Disclosures-Offsetting Financial Assets and Financial Liabilities - Amendments to IFRS 7 (issued in December 2011 and effective for annual periods beginning on or after 1 January 2013). The amendment requires disclosures that will enable users of an entity's financial statements to evaluate the effect or potential effect of netting arrangements, including rights of set-off. The amendment will have an impact on disclosures but will have no effect on measurement and recognition of financial instruments.

Offsetting Financial Assets and Financial Liabilities - Amendments to IAS 32(issued in December 2011 and effective for annual periods beginning on or after 1 January 2014). The amendment added application guidance to IAS 32 to address inconsistencies identified in applying some of the offsetting criteria. This includes clarifying the meaning of 'currently has a legally enforceable right of set-off' and that some gross settlement systems may be considered equivalent to net settlement. The Group is considering the implications of the amendment, the impact on the Group and the timing of its adoption by the Group.

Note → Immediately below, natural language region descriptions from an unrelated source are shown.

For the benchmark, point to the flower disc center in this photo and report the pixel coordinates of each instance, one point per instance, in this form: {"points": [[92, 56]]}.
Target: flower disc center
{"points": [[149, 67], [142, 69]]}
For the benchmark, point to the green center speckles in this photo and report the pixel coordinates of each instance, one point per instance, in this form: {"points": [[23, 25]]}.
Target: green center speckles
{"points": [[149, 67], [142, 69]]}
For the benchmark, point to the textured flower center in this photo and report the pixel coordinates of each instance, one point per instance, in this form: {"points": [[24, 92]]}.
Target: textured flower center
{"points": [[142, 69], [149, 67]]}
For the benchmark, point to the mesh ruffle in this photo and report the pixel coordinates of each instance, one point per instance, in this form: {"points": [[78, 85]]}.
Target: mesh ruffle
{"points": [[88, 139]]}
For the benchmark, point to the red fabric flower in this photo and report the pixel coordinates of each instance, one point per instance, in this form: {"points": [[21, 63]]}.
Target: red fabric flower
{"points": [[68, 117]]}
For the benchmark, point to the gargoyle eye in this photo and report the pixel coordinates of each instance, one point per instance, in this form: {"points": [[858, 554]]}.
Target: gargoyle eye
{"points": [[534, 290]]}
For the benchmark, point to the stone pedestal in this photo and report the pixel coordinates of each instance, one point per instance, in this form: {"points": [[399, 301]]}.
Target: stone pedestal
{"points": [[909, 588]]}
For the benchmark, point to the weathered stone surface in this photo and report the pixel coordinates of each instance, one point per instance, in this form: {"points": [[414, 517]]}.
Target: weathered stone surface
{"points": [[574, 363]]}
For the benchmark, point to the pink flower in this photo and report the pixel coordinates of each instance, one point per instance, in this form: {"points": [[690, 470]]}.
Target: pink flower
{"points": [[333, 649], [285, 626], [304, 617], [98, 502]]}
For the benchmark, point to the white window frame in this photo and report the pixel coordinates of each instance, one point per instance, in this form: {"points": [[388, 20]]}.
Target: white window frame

Other revised standards and interpretations: The amendments to IFRS 1 "First-time adoption of IFRS", relating to severe hyperinflation and eliminating references to fixed dates for certain exceptions and exemptions, the amendment to IAS 12 "Income taxes", which introduces a rebuttable presumption that an investment property carried at fair value is recovered entirely through sale, and IFRIC 20, "Stripping Costs in the Production Phase of a Surface Mine", which considers when and how to account for the benefits arising from the stripping activity in mining industry, will not have any impact on these consolidated financial statements.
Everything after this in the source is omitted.